What is really going on here

General Idea

Django already includes a mechanism where fields for one model are stored in more than one table – Multi Table Inheritance. That’s what happens when we do “normal” inheritance of models, without specifying anything special in the Meta of either of the models.

If we have:

from django.db import models

class Parent(models.Model):
    parental = models.IntegerField()

class Child(Parent):
    childish = models.BooleanField()

Then we can use the parental field on the Child class as if it was defined there. Multiple inheritance is also supported, and the following almost works:

from django.db import models

class Mother(models.Model):
    motherly = models.IntegerField()

class Father(models.Model):
    fatherly = models.IntegerField()

# This DOES NOT WORK, just almost
class Child(Mother, Father):
    locale = models.ForeignKey("localization.Locale")

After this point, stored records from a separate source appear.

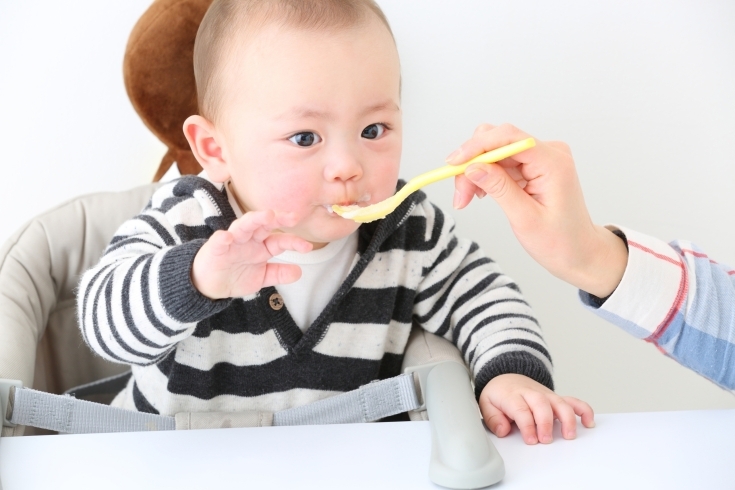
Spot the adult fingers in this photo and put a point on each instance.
(277, 243)
(542, 414)
(565, 413)
(495, 181)
(276, 274)
(583, 409)
(464, 190)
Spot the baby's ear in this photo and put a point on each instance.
(203, 140)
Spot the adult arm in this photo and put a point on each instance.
(676, 297)
(540, 194)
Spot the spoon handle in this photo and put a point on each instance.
(451, 170)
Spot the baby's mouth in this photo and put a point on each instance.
(360, 203)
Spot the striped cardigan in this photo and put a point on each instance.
(189, 353)
(676, 297)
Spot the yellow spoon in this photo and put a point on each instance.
(383, 208)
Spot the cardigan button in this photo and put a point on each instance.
(276, 301)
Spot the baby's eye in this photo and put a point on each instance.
(373, 131)
(307, 138)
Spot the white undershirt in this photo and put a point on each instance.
(322, 273)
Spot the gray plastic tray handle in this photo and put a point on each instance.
(462, 456)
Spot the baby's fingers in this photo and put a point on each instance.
(219, 243)
(278, 243)
(565, 413)
(496, 420)
(276, 274)
(583, 409)
(542, 414)
(258, 225)
(521, 413)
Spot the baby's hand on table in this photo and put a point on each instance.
(233, 263)
(533, 407)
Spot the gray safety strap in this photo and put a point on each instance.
(366, 404)
(72, 416)
(69, 415)
(111, 385)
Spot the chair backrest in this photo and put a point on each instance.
(40, 268)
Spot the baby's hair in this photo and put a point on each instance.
(220, 26)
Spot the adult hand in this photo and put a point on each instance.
(539, 191)
(233, 263)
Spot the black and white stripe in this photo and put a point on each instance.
(138, 306)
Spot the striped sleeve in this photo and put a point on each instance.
(676, 297)
(139, 302)
(465, 298)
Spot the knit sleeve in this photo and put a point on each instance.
(676, 297)
(465, 298)
(138, 302)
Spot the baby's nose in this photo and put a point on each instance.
(343, 166)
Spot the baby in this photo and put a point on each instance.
(241, 290)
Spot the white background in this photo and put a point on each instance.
(643, 91)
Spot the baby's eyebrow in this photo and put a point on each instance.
(388, 105)
(312, 113)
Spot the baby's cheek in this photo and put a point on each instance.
(289, 195)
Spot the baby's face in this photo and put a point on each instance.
(311, 119)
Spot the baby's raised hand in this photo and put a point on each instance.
(533, 407)
(233, 263)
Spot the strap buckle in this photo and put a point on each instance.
(7, 388)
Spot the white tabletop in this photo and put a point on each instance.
(671, 450)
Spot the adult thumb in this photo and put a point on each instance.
(495, 181)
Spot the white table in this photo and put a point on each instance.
(671, 450)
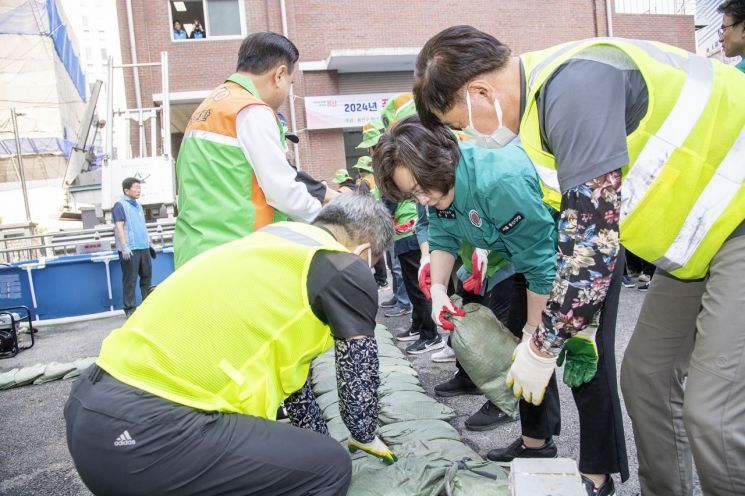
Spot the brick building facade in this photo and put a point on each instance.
(352, 47)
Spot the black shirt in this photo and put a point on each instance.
(343, 294)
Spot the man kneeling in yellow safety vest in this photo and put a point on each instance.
(183, 397)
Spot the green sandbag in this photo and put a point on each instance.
(401, 369)
(392, 376)
(393, 361)
(389, 387)
(460, 481)
(7, 379)
(447, 450)
(81, 365)
(484, 348)
(405, 405)
(415, 430)
(389, 350)
(26, 375)
(54, 371)
(406, 477)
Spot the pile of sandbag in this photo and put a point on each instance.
(432, 459)
(39, 374)
(484, 347)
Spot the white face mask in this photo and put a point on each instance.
(497, 139)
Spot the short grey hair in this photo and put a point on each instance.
(363, 218)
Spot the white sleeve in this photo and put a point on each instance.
(258, 136)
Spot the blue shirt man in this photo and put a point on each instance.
(132, 243)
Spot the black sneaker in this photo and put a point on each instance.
(410, 334)
(606, 489)
(459, 384)
(398, 312)
(425, 345)
(487, 418)
(389, 303)
(519, 450)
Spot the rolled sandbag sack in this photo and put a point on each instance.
(417, 430)
(26, 375)
(54, 371)
(81, 365)
(7, 379)
(407, 405)
(484, 347)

So – if we fix the little bump (details below), then we can break our large model into many small pieces. We can throw any field that’s currently on the large model into its own model (and its own table); the large model will then subclass all of them. In principle, no other code will have to change.

Of course, that is a little too good to be true. Let us consider the…

Problems (and solutions)

Field clash

The first problem is that, as noted above, the models described above don’t actually work. both Mother and Father have a field named id (the automatically generated PK), and the child cannot have two of them.

So, we just need to define explicitly the primary key fields on the parent tables:

from django.db import models

class Mother(models.Model):
    mother_id = models.IntegerField(primary_key=True)
    motherly = models.IntegerField()

class Father(models.Model):
    father_id = models.IntegerField(primary_key=True)
    fatherly = models.IntegerField()

# Now this does work
class Child(Mother, Father):
    locale = models.ForeignKey("localization.Locale")

Implicit Joins

The above already allows us to reduce the size of the large table, which we assume is the biggest problem. But still, with this, by default, queries on the large model would join in all of the parts (as if we called select_related() with all of them); in most use-cases, this is redundant and wasteful.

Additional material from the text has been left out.